If It Ain't Broke, Don't Fix It

We just finished administering the first quarter writing prompt, a demand-writing situation used to measure growth in writing skill during the school year.

Up to now, the process for grading the prompt was:
  1. Turn the prompt in for delivery to the district office.

  2. District office makes a list of dates each grade level is to be graded, and the grade-level teachers who will be attending the grading sessions each day.

  3. On the days of scoring, substitutes are arranged for most of the English department.

  4. We sit around a conference table with teachers from the other high school, talk about the prompt, the scoring rubric, agree on scoring, talk some more about what skills are foundational and what trends we're seeing in student work, etc.

  5. Teachers from each school separate; stacks of essays are distributed.

  6. We sit, score, confer around the table, and generally keep each other from going insane whle scoring giant stacks of hurried essays.
It's an all-day affair, and since I teach two grade levels, I'm usually on the list for two days. A pain, but we all saw the point.

Well, here's the new process:
  1. Turn the prompt in for delivery to the district office.

  2. We show up to the district office as individuals on a specified day to take a stack of essays (we never score our own).

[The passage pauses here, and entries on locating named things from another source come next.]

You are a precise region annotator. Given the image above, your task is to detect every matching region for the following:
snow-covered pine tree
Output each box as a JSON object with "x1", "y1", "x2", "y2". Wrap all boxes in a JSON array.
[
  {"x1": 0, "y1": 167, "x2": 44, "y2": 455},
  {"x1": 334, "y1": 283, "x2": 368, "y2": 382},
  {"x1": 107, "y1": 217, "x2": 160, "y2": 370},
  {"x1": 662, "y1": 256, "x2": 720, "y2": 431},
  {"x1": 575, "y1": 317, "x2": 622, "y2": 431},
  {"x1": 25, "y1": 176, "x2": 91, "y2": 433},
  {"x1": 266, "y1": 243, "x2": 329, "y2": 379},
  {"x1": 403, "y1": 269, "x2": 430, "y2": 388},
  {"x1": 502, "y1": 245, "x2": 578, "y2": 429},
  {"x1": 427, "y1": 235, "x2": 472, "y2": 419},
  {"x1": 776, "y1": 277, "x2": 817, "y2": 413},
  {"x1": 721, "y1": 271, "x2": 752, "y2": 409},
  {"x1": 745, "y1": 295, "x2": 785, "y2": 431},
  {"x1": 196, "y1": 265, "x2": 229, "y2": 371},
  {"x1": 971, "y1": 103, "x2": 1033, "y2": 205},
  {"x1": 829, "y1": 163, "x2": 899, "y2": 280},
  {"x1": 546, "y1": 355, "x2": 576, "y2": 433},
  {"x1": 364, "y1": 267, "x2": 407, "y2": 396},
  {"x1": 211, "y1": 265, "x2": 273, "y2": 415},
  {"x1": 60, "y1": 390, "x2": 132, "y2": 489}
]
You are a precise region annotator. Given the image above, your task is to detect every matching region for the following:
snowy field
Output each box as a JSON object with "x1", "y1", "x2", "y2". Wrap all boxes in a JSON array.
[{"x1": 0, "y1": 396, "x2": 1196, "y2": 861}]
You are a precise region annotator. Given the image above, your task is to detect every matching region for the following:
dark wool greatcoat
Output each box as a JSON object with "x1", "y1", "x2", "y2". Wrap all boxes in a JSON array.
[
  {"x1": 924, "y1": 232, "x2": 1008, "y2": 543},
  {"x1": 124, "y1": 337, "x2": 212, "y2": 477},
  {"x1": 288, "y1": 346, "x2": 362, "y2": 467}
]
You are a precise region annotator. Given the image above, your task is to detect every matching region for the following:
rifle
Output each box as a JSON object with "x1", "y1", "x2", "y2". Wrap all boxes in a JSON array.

  3. We score the essays on our own.

  4. We return the scored essays.

  5. We receive our own students' essays once the district tabulates all the data.
So now teachers don't confer at all, which was half of the whole point of arranging for us to sit around the table together. We're isolated from each other, and we're paid something less than our daily rate for taking time outside of our regualr duties to score papers from students we don't know and have no interest in.

If you think this new process is less than popular among teachers, you're right. There was nothing wrong with the way we did it before, and although it was tedious, we were able to get something out of it by talking to each other and seeing what the common mistakes and skill levels were around the table. It worked.


Oh, this morning in the faculty meeting we were asked what we could to do increase teacher collegiality and inter-department conferring. How about letting us sit around a table and score the writing prompt all together?